“They have our lives in their hands”

Amazon concealed COVID-19 case at Pennsylvania warehouse

According to reports by Amazon workers, management at an Amazon warehouse in the Harrisburg, Pennsylvania area did not inform employees that one of their coworkers called in sick with symptoms of COVID-19 and then tested positive. On April 14, workers were informed that a worker who last worked on April 6 was infected with COVID-19, having worked a little over a week without any information or extra precautions.

The Harrisburg case was confirmed on the same day that company officials reported the first death of an Amazon warehouse employee in California two weeks earlier, on March 31. Workers at United Parcel Service (UPS) and the US Postal Service (USPS) have reported similar situations in which management kept workers on the job without informing them of confirmed cases and without providing them with adequate protections.

A worker at the Harrisburg facility, who will be referred to as Michael due to his fears of retaliation, told the World Socialist Web Site, “There is a confirmed case at my job, and we all found out way after the fact, with no closure.”

Michael said employees started noticing that the company was doing extra cleaning around the warehouse, but that they had not been told why. “They were having employees do it too. I have not been asked yet and would probably refuse.”

Workers received a text message late Tuesday afternoon telling them that there was a confirmed case of COVID-19 at their warehouse. Michael said that Amazon told employees that “the last day the person was at the warehouse was April 6th supposedly. We don’t know who they are, what department they were in, or anything.”

He continued, “We were told they would be reviewing the camera footage to see who was close to the person and then reaching out to those people. But I have not heard of anyone being contacted. The ones reviewing the footage are not doctors, and they have our lives in their hands.”

He was angry that Amazon did not shut down the facility for even a day. While the company has made belated efforts to conduct temperature checks on workers and provide limited masks and cleaning supplies, he asserted it is not enough.

The masks themselves have caused Michael to experience breathing problems and fatigue, since the workers are still pressured to work at high speeds despite the added gear. “When I’m packing and wearing my PPE, I can barely work,” he said. “The mask makes glasses fog up, and I can’t breathe, all while working very hard.

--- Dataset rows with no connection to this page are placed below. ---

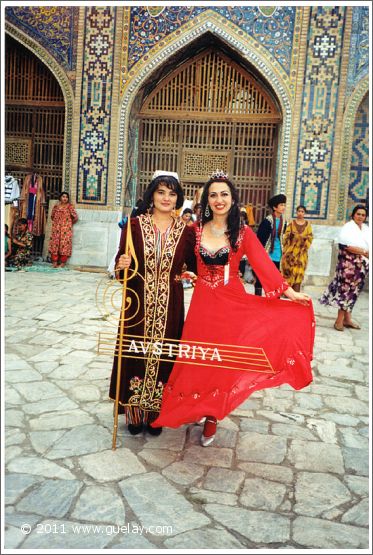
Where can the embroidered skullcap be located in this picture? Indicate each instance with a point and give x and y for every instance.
(158, 173)
(219, 175)
(276, 200)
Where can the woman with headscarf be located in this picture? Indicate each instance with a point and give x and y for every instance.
(270, 233)
(162, 244)
(296, 243)
(352, 268)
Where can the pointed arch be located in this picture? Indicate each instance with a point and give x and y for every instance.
(211, 83)
(361, 90)
(209, 22)
(66, 88)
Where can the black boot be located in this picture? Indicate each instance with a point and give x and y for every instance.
(134, 430)
(154, 431)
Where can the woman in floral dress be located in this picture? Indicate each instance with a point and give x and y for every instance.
(63, 218)
(352, 268)
(296, 242)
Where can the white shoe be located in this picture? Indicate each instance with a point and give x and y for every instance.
(206, 441)
(210, 429)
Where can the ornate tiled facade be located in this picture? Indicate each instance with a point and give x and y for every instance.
(250, 49)
(359, 48)
(55, 28)
(318, 116)
(96, 104)
(300, 59)
(359, 168)
(275, 33)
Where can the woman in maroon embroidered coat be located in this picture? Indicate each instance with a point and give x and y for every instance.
(279, 333)
(162, 245)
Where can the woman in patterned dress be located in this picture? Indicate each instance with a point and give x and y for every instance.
(228, 326)
(22, 243)
(352, 268)
(60, 244)
(295, 244)
(162, 244)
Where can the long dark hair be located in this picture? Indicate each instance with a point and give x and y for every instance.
(359, 207)
(170, 182)
(234, 220)
(64, 193)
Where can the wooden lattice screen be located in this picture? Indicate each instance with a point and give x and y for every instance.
(211, 114)
(34, 120)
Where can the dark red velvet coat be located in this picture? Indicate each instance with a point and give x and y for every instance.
(157, 293)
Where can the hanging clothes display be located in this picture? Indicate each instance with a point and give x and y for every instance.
(32, 204)
(11, 189)
(11, 196)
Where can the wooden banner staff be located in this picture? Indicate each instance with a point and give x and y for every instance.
(129, 250)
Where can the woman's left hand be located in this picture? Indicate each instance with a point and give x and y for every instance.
(301, 298)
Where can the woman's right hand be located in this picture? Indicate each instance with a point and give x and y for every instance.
(124, 262)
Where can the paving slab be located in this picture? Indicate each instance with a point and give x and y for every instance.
(287, 470)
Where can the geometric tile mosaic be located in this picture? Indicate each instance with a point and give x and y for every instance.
(96, 104)
(359, 170)
(55, 28)
(318, 113)
(359, 47)
(272, 28)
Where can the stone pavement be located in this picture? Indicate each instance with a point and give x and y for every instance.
(288, 470)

I legit feel like I’m going to pass out.”

The problems will clearly get worse as the weather warms up. Amazon is already notorious for forcing workers to work in extreme heat. The company’s website tells prospective employees that temperatures in the warehouses range up to 90 degrees, but workers have countered that they go much higher.

Michael also pointed out the impossible situation that workers are put in, having to choose between staying home or getting paid. Amazon claims they will not fire an employee who stays home because they feel sick, yet they will not get paid for time off unless they test positive for the virus, placing enormous pressure on workers to come to work sick.

“They haven’t even given us any extra paid time like personal or vacation,” Michael explained. “We don’t even have sick time normally, so if we do not have the virus and are not told by Amazon or a doctor to quarantine, we will not get unemployment. So it really screws us and puts us in a shifty predicament.”

This is the same problem that workers face in many industries, such as nursing homes, meatpacking and food processing plants, and grocery stores. Despite now being deemed “essential” by employers and the government, these workers and many others are scraping by on poverty wages, frequently lacking paid sick time. Without widespread testing, workers who are not aware that they are infected—and are facing immense financial pressures to continue working—will unknowingly infect others.

Under conditions in which management mandates that production continue despite the dangers to workers’ lives for the sake of Amazon’s profits, workers are now speaking out and organizing wildcat walkouts and demonstrations. Job actions and protests by Amazon workers have already taken place in Illinois, Michigan and New York, as well as Italy, France and Spain.

“I’m really in shock over all this and feel there are going to be more cases, and I am very concerned that I have to trust them to tell us,” Michael said. “At the end of the day, especially now that more and more warehouses have confirmed cases, they need to systematically shut down. We shouldn’t be working.”